By: Erin E. Kaprelian
The number of scam notices received by trademark owners after filing a trademark application has continued to be on the rise and present a real problem—in fact, this activity is so rampant that it is now considered to be reaching epidemic proportions. These notices often appear extremely official. Examples of scam notices could include a facsimile of the United States Patent and Trademark Office (USPTO) logo, notices mimicking the look of actual communications containing a reference to an owner’s specific trademark application serial number and a description of the mark, and have very authoritative sounding names (such as “Patent and Trademark Office”, an actual name used by multiple of these scam agencies). The notices often request payment for renewal or offer to record the owner’s trademark in a private registry (which does not exist in the United States)—for a monetary payment. A request for payment is, generally, the biggest tip-off that the notice is a scam.
The USPTO is aware of the proliferation of scam notices and is continuously trying to combat it. The official USPTO website contains a webpage regarding these notices, including an educational video, as well as a list of names of common offenders. The USPTO further encourages anyone who receives such a notice to report it to the Federal Trade Commission (FTC), as the FTC is the agency with the authority to prosecute offenders.
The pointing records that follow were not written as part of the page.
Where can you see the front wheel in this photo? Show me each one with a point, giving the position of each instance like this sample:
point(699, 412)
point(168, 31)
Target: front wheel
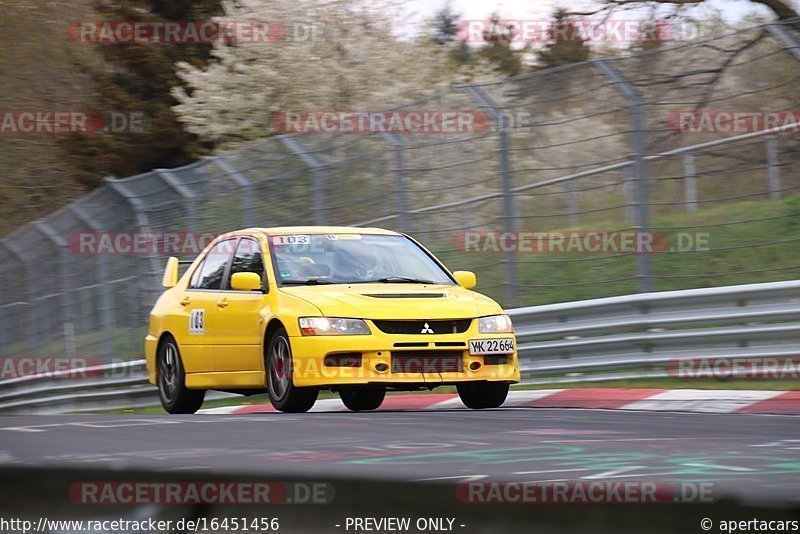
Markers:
point(479, 395)
point(283, 394)
point(362, 399)
point(175, 396)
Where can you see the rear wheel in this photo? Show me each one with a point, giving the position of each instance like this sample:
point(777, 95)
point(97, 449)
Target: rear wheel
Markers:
point(478, 395)
point(363, 399)
point(175, 396)
point(283, 394)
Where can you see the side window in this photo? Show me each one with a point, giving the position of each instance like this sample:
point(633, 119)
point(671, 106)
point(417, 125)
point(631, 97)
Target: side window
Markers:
point(248, 258)
point(214, 265)
point(195, 279)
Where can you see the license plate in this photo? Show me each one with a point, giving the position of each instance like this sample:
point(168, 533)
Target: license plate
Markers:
point(491, 346)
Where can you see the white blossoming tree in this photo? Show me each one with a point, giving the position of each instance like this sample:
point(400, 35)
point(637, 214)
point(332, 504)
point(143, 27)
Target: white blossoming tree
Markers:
point(334, 55)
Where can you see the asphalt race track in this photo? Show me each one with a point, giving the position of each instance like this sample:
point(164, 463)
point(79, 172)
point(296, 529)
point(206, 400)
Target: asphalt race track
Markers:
point(752, 457)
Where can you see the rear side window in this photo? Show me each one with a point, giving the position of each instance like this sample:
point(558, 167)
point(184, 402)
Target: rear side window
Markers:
point(195, 280)
point(248, 258)
point(216, 261)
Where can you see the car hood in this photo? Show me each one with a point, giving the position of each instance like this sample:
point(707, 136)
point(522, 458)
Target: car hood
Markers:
point(396, 301)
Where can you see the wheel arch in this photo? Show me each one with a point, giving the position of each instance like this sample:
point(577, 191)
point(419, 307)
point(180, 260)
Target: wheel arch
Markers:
point(161, 339)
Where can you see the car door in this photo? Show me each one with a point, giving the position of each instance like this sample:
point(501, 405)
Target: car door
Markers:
point(201, 335)
point(240, 319)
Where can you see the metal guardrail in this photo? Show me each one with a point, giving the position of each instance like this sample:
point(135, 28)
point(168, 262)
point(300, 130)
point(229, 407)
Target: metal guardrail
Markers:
point(644, 331)
point(633, 336)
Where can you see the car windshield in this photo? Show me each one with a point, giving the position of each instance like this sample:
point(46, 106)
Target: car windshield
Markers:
point(353, 259)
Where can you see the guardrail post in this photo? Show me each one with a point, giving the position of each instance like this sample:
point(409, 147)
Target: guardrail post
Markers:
point(638, 130)
point(30, 284)
point(773, 168)
point(106, 300)
point(690, 182)
point(65, 280)
point(317, 177)
point(509, 215)
point(187, 196)
point(246, 186)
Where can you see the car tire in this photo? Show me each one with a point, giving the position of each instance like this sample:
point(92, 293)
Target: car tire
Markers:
point(480, 395)
point(362, 399)
point(283, 394)
point(175, 397)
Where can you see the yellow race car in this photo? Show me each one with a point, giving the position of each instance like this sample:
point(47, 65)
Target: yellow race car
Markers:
point(294, 310)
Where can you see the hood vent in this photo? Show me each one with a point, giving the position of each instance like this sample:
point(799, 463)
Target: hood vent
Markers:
point(404, 295)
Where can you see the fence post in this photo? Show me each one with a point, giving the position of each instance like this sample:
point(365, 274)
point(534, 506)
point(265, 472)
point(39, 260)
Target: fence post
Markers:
point(638, 130)
point(690, 181)
point(572, 203)
point(509, 215)
point(400, 192)
point(786, 39)
point(106, 300)
point(30, 282)
point(187, 196)
point(246, 185)
point(66, 287)
point(317, 177)
point(628, 189)
point(773, 168)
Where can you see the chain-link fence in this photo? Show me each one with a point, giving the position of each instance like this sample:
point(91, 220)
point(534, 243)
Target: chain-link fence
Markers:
point(609, 146)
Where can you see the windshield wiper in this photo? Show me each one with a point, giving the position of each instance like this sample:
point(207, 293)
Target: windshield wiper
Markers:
point(403, 280)
point(310, 282)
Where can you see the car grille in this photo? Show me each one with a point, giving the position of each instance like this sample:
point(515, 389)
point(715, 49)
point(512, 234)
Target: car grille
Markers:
point(457, 326)
point(428, 361)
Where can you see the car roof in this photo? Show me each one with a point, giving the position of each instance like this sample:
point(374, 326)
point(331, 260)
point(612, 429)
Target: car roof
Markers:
point(288, 230)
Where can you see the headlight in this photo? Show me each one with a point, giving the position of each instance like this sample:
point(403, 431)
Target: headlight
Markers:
point(332, 326)
point(495, 324)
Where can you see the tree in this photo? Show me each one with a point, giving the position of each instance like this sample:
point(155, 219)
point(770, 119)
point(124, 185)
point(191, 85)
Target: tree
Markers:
point(338, 55)
point(138, 78)
point(565, 45)
point(782, 9)
point(445, 30)
point(499, 50)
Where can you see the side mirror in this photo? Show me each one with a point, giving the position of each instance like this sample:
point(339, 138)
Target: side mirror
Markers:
point(170, 278)
point(467, 279)
point(245, 281)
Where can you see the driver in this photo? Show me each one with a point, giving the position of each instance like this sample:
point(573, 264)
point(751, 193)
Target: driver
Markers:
point(355, 260)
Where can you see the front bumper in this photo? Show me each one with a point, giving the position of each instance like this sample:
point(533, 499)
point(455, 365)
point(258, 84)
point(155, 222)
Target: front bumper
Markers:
point(378, 367)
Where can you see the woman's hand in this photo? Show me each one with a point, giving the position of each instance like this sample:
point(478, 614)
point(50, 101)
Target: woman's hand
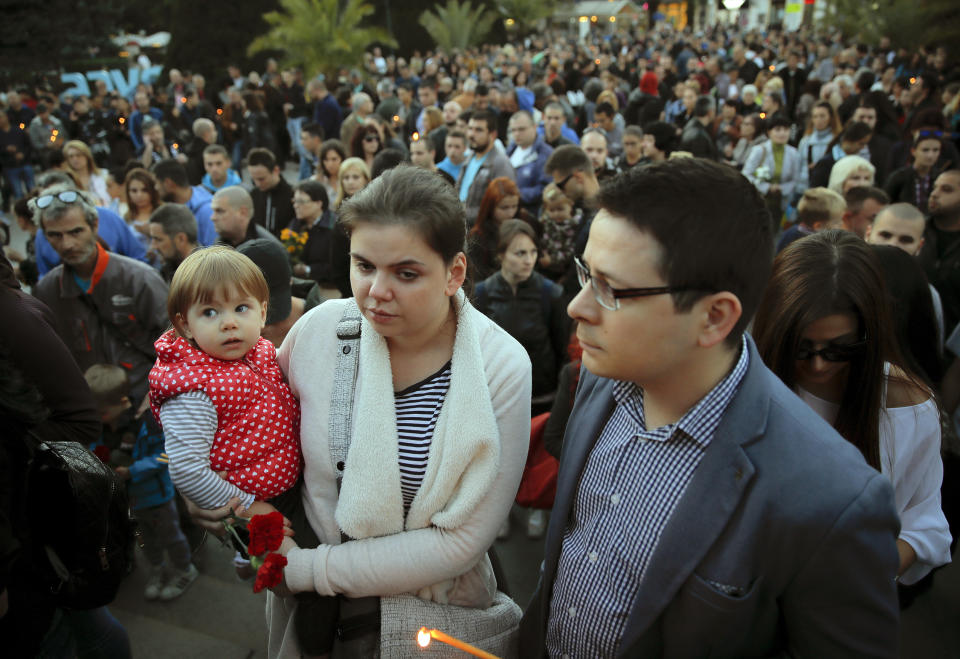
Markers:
point(212, 520)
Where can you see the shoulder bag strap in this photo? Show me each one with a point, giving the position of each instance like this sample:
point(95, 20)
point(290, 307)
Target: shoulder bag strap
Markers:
point(344, 384)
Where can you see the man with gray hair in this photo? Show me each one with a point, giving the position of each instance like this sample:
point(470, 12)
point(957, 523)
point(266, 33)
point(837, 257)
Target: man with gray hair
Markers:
point(696, 136)
point(233, 217)
point(204, 134)
point(173, 235)
point(528, 154)
point(361, 105)
point(109, 308)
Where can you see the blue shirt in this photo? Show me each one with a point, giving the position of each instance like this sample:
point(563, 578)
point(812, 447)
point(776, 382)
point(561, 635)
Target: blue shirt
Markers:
point(199, 205)
point(447, 166)
point(473, 166)
point(630, 485)
point(118, 235)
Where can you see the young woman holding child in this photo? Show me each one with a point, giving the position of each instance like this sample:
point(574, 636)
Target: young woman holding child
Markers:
point(417, 505)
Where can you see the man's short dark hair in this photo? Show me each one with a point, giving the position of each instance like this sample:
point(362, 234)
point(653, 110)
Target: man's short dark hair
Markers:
point(865, 80)
point(702, 214)
point(704, 106)
point(386, 159)
point(174, 219)
point(664, 135)
point(555, 105)
point(171, 169)
point(605, 108)
point(313, 128)
point(857, 195)
point(216, 150)
point(261, 156)
point(856, 131)
point(567, 159)
point(486, 116)
point(776, 121)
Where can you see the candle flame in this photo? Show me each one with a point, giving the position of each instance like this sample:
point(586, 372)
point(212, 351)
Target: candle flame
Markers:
point(423, 637)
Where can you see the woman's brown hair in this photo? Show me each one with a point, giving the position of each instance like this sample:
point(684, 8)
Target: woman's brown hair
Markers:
point(826, 273)
point(150, 183)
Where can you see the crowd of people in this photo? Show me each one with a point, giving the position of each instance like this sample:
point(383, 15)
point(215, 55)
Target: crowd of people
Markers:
point(476, 225)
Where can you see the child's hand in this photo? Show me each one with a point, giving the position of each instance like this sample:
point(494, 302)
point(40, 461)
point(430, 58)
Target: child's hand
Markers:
point(264, 508)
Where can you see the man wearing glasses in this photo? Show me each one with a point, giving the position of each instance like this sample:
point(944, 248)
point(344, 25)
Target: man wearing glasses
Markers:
point(528, 154)
point(109, 308)
point(573, 172)
point(701, 508)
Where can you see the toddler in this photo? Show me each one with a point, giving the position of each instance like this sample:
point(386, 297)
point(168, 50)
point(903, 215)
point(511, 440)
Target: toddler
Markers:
point(231, 421)
point(560, 225)
point(135, 452)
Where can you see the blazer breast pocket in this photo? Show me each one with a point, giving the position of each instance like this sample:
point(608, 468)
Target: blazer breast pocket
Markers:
point(728, 598)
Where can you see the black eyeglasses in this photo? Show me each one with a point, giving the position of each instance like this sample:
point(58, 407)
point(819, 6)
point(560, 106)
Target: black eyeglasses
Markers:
point(833, 352)
point(67, 197)
point(562, 184)
point(609, 297)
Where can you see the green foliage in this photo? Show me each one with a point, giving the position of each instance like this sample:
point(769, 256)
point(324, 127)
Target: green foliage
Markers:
point(457, 26)
point(908, 23)
point(320, 36)
point(42, 36)
point(526, 13)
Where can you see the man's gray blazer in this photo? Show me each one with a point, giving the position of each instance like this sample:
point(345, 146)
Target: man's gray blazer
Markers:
point(781, 508)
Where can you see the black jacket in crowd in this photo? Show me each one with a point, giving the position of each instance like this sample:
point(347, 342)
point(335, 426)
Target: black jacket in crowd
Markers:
point(327, 252)
point(273, 209)
point(536, 317)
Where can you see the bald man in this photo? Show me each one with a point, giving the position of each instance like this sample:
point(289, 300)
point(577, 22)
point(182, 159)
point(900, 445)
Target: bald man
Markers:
point(233, 217)
point(902, 225)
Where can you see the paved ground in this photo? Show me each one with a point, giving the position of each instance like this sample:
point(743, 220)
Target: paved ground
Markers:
point(221, 617)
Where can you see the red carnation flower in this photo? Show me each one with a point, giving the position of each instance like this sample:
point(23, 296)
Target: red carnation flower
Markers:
point(270, 573)
point(266, 533)
point(103, 453)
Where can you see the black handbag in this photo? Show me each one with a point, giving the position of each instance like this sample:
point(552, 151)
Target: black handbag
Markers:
point(82, 530)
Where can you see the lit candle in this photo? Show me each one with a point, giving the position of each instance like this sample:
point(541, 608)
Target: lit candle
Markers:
point(425, 635)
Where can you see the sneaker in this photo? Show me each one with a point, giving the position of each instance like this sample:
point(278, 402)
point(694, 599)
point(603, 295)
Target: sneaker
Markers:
point(179, 582)
point(536, 524)
point(154, 583)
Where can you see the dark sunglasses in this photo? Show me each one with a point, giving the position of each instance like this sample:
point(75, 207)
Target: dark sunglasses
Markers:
point(563, 182)
point(833, 352)
point(67, 197)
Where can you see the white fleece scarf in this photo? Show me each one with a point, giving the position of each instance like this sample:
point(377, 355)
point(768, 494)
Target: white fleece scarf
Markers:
point(464, 452)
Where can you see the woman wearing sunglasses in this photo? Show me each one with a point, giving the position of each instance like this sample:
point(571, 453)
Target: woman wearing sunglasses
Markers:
point(824, 328)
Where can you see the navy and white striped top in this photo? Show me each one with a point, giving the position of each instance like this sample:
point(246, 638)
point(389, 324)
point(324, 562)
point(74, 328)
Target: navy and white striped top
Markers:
point(417, 409)
point(631, 483)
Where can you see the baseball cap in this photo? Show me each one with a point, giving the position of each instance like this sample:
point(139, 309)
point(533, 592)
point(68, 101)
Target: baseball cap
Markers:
point(272, 260)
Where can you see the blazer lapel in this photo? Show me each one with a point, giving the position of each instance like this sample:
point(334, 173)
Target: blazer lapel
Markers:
point(709, 500)
point(594, 404)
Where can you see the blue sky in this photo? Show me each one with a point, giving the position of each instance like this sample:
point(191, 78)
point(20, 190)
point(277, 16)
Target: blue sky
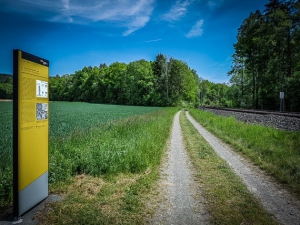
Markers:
point(72, 34)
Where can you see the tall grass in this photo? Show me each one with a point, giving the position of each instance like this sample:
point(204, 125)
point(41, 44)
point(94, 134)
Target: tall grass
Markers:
point(80, 136)
point(276, 151)
point(130, 145)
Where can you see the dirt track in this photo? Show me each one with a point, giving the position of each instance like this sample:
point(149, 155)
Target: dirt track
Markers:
point(274, 199)
point(177, 187)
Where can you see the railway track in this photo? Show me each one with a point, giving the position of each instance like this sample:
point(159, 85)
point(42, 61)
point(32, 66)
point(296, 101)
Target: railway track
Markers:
point(279, 120)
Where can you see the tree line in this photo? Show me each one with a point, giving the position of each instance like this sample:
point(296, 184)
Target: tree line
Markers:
point(163, 82)
point(267, 58)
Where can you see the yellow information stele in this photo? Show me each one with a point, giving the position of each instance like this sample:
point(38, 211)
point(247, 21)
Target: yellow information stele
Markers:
point(31, 130)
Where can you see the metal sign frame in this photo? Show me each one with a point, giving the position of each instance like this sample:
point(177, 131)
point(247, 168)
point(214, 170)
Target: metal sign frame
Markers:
point(30, 131)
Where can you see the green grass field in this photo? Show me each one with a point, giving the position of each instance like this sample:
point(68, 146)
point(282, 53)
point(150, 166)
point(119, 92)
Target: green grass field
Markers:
point(86, 138)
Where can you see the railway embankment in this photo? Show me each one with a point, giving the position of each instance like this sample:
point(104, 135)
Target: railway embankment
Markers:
point(278, 120)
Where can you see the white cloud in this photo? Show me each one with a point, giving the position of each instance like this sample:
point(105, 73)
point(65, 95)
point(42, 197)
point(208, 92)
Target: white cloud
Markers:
point(131, 14)
point(196, 30)
point(212, 4)
point(178, 10)
point(154, 40)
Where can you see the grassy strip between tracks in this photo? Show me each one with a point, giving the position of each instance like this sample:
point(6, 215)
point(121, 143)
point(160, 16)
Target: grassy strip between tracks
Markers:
point(105, 175)
point(228, 200)
point(275, 151)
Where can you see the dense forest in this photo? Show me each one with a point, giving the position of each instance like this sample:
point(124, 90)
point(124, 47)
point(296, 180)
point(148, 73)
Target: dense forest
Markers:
point(266, 59)
point(266, 62)
point(164, 82)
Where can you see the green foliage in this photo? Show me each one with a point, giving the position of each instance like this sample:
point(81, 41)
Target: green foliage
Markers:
point(275, 151)
point(266, 58)
point(158, 83)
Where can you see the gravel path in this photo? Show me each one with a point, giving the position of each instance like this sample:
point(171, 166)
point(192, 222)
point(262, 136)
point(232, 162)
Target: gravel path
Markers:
point(182, 204)
point(273, 198)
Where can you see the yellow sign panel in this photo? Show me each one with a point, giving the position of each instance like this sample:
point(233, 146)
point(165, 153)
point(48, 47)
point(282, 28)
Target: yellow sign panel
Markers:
point(33, 119)
point(31, 130)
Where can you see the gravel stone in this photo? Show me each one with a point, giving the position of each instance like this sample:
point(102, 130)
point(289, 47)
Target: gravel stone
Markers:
point(274, 198)
point(271, 120)
point(182, 204)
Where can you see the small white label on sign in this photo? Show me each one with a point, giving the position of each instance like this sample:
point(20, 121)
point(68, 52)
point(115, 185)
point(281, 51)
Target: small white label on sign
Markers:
point(281, 95)
point(41, 89)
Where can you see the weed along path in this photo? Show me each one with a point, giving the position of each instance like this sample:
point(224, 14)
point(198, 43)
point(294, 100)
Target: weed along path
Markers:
point(274, 199)
point(180, 205)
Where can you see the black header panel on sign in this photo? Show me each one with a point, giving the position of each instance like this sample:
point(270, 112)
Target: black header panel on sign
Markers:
point(35, 59)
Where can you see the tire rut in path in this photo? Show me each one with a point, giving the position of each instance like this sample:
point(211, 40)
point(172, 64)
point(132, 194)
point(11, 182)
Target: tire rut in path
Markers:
point(274, 199)
point(182, 203)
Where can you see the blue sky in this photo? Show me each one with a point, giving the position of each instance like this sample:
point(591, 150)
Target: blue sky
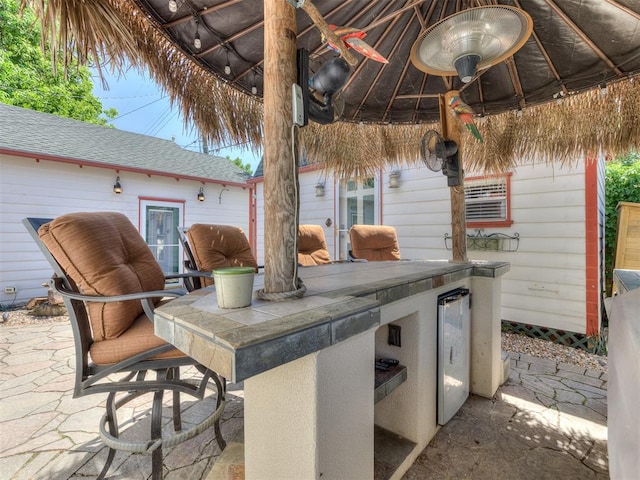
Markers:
point(144, 108)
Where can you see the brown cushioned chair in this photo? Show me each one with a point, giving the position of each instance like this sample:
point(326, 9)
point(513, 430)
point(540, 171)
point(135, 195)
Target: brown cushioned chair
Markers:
point(110, 283)
point(312, 247)
point(214, 246)
point(374, 243)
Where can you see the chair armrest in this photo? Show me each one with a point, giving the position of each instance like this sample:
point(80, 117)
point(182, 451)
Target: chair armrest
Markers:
point(145, 298)
point(189, 274)
point(354, 259)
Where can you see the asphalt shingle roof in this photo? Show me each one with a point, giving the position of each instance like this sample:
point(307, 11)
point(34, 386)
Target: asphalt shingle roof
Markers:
point(38, 133)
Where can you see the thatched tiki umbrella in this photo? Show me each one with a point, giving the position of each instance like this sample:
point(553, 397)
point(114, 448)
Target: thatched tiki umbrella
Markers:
point(547, 99)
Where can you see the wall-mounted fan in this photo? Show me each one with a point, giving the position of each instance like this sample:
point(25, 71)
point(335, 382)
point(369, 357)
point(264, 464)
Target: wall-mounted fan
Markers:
point(321, 92)
point(440, 154)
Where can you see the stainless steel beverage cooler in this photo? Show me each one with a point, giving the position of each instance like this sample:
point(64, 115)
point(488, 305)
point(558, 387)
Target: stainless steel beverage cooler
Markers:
point(454, 344)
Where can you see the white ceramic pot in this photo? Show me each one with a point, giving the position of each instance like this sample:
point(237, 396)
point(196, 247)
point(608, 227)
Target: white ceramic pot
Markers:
point(234, 286)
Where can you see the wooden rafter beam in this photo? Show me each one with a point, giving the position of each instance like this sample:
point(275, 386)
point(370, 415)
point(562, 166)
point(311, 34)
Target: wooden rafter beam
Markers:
point(627, 10)
point(403, 74)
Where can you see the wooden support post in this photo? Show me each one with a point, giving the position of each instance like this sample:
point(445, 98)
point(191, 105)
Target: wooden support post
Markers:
point(280, 172)
point(451, 131)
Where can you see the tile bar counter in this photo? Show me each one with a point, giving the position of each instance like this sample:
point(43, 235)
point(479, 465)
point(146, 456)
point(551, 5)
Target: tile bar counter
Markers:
point(308, 364)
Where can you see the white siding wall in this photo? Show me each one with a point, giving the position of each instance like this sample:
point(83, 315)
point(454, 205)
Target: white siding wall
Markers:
point(313, 210)
point(546, 285)
point(48, 189)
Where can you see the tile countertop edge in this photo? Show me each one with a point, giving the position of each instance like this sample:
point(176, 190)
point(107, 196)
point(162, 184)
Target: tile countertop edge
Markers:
point(257, 358)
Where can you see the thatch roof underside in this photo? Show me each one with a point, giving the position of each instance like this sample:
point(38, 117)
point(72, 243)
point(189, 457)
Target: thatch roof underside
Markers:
point(565, 130)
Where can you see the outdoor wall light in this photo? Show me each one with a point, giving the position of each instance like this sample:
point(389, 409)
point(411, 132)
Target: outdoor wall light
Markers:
point(117, 188)
point(394, 179)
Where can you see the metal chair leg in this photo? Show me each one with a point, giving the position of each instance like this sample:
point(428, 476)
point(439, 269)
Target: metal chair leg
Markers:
point(221, 386)
point(112, 421)
point(156, 433)
point(177, 416)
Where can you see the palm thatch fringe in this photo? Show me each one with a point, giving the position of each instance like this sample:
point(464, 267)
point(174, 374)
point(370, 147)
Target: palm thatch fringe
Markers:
point(571, 130)
point(567, 131)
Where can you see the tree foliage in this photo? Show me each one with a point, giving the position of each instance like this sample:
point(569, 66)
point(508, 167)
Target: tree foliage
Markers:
point(239, 162)
point(27, 77)
point(622, 184)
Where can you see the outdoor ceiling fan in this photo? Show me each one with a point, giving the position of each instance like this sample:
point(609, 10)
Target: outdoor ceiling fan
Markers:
point(471, 40)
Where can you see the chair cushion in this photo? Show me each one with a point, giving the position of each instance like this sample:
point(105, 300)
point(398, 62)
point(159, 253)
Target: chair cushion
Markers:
point(138, 338)
point(374, 242)
point(216, 246)
point(312, 247)
point(103, 253)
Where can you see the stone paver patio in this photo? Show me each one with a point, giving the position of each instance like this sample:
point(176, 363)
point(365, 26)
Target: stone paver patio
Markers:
point(547, 421)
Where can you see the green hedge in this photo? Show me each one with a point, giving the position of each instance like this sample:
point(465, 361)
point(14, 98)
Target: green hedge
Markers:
point(622, 184)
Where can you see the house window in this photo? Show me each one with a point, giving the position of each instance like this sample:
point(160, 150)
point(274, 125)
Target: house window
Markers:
point(159, 222)
point(487, 201)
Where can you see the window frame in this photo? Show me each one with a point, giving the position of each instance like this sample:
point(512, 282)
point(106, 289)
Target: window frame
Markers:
point(507, 221)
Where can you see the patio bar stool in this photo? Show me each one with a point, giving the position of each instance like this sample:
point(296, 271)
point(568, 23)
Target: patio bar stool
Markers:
point(110, 283)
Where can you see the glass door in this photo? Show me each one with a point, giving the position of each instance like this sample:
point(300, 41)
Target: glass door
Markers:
point(358, 206)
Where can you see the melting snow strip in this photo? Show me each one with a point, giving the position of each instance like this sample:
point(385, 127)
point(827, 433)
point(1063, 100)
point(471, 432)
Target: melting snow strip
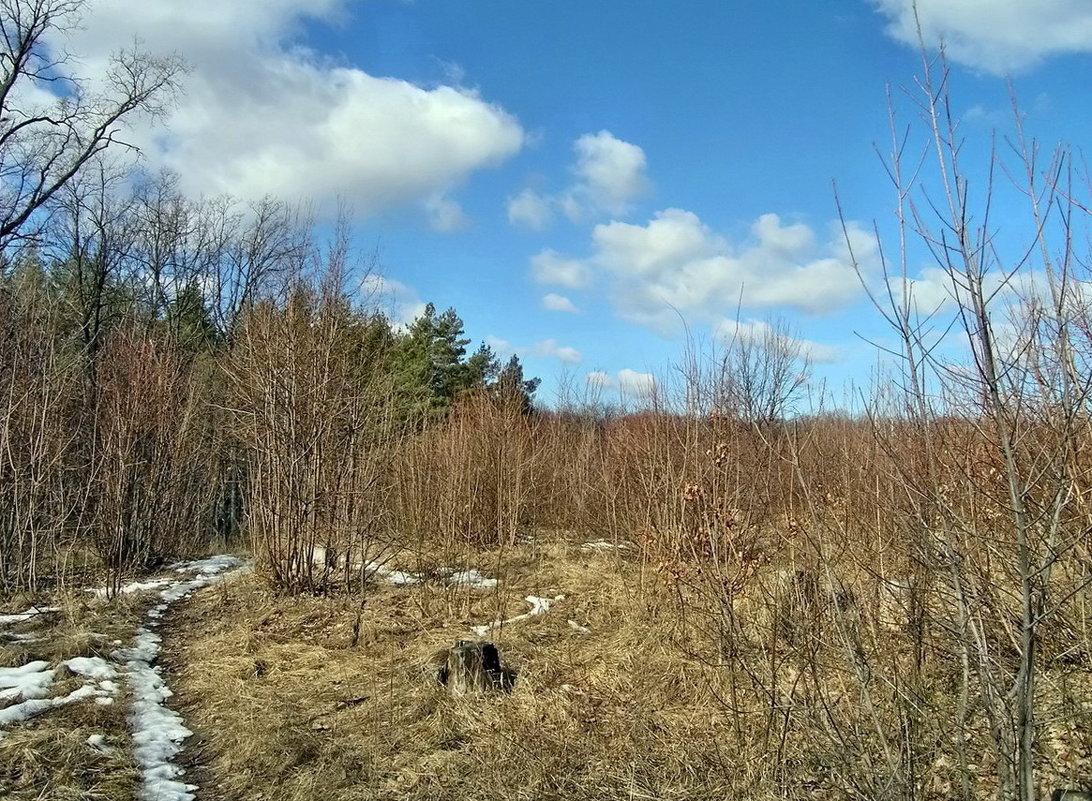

If you did not use an attorney to file your trademark application, it can be difficult to discern what is official and what is not. The best way to ensure that you are responding to something legitimate is to be vigilant about checking your trademark application status on the USPTO website—it includes deadlines for responses, fees, and any other information you would need to fully implement your trademark. In addition, for e-mail solicitations, it is imperative to check the domain name sending you the e-mail; if it is not from “uspto.gov”, it is not legitimate. And, you can always contact an intellectual property attorney to assist you through the process, even if you have already filed the application on your own.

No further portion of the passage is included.